In organisations that have been around for years, as a culture becomes formalised, boundaries are put in place to help mediate the effects on individuals. Think about an HR department, a trustee board, or a set of organisational values. All are designed to help regulate the complexity, conflict and challenge of working together.
The freedom to innovate and act without the restriction of rules can be a goddess-send
In fledgling groups, these boundaries are not yet drawn. This isn’t necessarily a bad thing. The freedom to innovate and act without the restriction of rules can be a goddess-send. Choose Love, our report on the meteoric growth of Help Refugees, showed how they were able to scale more rapidly, mobilise more quickly and be more reactive to external circumstances than established (or establishment) bodies in the same space.
But an absence of rules and boundaries can also present great risks. I’ve seen the dark side. For my PhD research, I spent 3 years inside a cult studying the impact of narcissistic leadership on the lives of those who were in it. A lack of accountability enabled a dangerous culture to emerge. Destructive patterns proliferated, these were reflections of dynamics that enabled the cult to emerge in the first place.
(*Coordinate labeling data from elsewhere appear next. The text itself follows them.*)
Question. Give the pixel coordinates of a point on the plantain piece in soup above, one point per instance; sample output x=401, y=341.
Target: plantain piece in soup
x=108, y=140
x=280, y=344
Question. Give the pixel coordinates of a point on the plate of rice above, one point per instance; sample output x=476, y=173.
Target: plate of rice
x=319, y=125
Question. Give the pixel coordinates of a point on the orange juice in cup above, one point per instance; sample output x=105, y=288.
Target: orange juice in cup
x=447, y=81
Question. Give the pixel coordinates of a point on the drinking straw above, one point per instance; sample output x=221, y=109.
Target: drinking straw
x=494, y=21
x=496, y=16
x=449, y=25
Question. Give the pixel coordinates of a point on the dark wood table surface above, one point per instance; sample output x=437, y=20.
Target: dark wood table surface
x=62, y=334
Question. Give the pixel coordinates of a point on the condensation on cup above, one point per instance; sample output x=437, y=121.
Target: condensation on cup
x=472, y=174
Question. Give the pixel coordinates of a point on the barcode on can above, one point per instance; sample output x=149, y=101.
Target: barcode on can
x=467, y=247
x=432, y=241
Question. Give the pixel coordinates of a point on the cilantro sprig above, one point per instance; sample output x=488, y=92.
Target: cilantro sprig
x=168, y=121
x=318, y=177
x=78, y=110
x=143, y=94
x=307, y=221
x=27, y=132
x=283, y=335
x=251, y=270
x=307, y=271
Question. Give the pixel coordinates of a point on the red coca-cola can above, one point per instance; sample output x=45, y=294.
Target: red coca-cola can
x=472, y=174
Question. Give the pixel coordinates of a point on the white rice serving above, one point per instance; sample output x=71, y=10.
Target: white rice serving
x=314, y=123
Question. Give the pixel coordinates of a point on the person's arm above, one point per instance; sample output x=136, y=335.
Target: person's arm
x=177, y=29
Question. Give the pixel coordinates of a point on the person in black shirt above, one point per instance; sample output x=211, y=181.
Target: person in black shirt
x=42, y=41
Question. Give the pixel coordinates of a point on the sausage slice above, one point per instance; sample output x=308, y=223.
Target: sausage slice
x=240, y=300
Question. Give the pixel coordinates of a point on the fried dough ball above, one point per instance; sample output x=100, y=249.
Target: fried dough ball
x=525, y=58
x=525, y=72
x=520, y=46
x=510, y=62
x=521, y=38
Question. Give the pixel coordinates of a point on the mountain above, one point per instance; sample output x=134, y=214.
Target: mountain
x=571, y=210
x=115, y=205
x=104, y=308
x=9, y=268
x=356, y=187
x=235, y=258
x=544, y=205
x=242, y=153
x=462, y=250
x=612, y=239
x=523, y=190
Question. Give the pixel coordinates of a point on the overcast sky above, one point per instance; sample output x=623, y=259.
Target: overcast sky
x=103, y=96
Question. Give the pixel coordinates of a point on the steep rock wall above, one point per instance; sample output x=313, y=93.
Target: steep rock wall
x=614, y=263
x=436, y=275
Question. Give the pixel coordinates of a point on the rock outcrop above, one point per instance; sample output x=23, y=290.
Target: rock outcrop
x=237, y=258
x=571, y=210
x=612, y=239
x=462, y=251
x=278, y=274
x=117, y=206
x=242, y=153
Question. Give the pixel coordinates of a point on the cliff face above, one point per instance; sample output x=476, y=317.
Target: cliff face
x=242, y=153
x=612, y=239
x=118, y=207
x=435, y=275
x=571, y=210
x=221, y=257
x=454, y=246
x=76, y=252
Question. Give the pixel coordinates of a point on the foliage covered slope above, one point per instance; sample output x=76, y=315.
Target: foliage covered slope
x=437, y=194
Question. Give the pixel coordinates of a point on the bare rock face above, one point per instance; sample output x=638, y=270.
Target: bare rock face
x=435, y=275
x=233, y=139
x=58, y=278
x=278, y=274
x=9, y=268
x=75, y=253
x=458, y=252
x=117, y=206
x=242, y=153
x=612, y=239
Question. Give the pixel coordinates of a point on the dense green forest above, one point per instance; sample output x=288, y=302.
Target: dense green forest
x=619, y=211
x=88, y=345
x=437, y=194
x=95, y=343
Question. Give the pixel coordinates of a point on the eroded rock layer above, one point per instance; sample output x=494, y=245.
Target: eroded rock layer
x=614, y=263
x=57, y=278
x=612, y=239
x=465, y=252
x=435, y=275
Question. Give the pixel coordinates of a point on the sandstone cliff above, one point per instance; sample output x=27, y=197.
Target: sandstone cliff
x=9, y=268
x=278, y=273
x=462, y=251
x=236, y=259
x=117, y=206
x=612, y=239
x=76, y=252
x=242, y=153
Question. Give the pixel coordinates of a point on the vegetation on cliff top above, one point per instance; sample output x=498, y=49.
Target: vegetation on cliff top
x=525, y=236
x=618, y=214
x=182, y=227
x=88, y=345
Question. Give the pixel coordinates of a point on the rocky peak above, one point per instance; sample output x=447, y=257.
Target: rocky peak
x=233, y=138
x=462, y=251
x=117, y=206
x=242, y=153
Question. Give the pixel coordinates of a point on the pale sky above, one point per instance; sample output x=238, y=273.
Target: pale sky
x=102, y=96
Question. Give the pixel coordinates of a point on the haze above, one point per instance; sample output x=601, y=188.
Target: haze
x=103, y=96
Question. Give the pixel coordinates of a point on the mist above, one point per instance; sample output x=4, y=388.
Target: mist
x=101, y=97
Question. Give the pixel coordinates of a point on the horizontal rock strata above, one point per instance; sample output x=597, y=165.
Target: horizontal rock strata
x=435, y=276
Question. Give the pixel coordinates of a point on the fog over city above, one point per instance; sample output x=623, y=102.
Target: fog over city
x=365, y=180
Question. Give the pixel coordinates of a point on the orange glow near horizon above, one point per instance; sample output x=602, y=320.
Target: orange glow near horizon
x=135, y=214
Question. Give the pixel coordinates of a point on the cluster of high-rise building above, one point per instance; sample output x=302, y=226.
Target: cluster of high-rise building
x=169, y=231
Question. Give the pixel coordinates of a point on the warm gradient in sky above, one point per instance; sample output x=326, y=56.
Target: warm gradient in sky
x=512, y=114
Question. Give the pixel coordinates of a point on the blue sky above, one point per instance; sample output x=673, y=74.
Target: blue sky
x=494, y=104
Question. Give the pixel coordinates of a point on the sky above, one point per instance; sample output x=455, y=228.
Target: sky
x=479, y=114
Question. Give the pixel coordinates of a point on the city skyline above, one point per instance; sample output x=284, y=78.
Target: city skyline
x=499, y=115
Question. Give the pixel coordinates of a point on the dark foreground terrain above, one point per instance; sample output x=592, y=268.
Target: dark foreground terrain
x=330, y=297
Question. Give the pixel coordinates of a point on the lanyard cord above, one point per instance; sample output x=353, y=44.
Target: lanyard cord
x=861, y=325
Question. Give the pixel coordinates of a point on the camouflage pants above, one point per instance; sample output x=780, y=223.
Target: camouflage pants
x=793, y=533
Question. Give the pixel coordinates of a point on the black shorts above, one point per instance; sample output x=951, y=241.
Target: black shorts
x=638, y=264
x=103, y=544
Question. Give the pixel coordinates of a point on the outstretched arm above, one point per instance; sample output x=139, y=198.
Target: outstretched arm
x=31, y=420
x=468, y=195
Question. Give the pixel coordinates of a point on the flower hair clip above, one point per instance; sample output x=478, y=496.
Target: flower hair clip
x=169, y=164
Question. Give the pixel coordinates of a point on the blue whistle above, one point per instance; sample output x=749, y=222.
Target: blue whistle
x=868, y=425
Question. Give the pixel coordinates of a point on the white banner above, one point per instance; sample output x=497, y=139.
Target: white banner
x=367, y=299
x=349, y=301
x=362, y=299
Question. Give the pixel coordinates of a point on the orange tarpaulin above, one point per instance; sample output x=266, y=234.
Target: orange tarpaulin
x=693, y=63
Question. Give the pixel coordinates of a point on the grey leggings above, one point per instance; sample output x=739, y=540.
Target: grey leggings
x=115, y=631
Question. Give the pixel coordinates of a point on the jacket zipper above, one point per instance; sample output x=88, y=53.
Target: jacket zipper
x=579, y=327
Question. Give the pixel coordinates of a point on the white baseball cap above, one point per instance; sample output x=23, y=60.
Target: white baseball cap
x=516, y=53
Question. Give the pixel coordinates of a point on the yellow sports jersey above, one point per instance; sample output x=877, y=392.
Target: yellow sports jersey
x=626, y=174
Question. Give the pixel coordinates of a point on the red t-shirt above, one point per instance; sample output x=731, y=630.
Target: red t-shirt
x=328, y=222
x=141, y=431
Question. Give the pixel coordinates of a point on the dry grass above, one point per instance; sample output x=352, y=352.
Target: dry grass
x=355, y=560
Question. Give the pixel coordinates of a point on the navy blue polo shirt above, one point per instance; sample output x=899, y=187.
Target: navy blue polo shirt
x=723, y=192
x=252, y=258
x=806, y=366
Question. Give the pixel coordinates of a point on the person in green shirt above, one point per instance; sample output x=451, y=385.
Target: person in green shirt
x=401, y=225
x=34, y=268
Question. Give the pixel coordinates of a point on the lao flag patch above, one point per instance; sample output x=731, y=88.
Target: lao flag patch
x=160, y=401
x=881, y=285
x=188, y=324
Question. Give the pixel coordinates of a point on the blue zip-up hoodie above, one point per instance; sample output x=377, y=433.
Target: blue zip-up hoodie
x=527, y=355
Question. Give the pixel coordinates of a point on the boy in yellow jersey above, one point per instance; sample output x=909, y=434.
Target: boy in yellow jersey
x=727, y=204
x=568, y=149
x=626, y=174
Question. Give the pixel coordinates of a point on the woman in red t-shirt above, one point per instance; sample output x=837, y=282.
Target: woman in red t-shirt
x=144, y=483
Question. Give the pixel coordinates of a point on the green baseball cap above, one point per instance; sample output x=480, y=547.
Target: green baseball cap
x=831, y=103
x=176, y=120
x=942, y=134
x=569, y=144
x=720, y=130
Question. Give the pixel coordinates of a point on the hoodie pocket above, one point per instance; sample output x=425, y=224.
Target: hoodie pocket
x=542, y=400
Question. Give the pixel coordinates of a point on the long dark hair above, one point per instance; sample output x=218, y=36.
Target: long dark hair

Witnessing this extreme was a powerful example of a movement gone very wrong that has never left me.
In the years since, I have worked within all kinds of networks, volunteer-led and activist movements. I’ve noticed that within groups of people there will always be healthy and unhealthy conflicts. Shadows of the systems they are working to challenge will be at play. It is at their fledgeling ‘in-between’ stage, without accountability and structure that movements are particularly at danger of unhealthy dynamics seeping into their DNA.
The challenge is how to work with people in this in-between state in a way that simultaneously allows for structures that guard against unhealthy power dynamics to be built, but does not squash creativity, vision and passion.
In my experience, the two things that help to safely navigate this stage are the un-glamorous and un-sung queens of social change: admin and governance.
Both provide structures that create transparency and accountability. That’s why they make up the cornerstone of Nest, our acceleration and incubation process for social movements and networks.
On the subject of governance, you might ask: who makes decisions? How do we decide what decisions need to be made? Are decisions made by consensus, majority or consent? How does someone get removed from decision making? What happens when someone doesn’t like the decision? How are the rules enforced? Who has the power to enforce the boundaries?
In terms of admin, you might ask: where do the meetings happen? Who takes the minutes? Where is the data stored? Who has access? Who has ultimate responsibility for safeguarding? Where can complaints go? Who holds the records?
Collaboratively and transparently discussed, the answers to these questions can create safe temporary structures that guard against damaging influences and allow our fledgling group of movement leaders to get on with all the mundane and remarkable work of getting a movement going.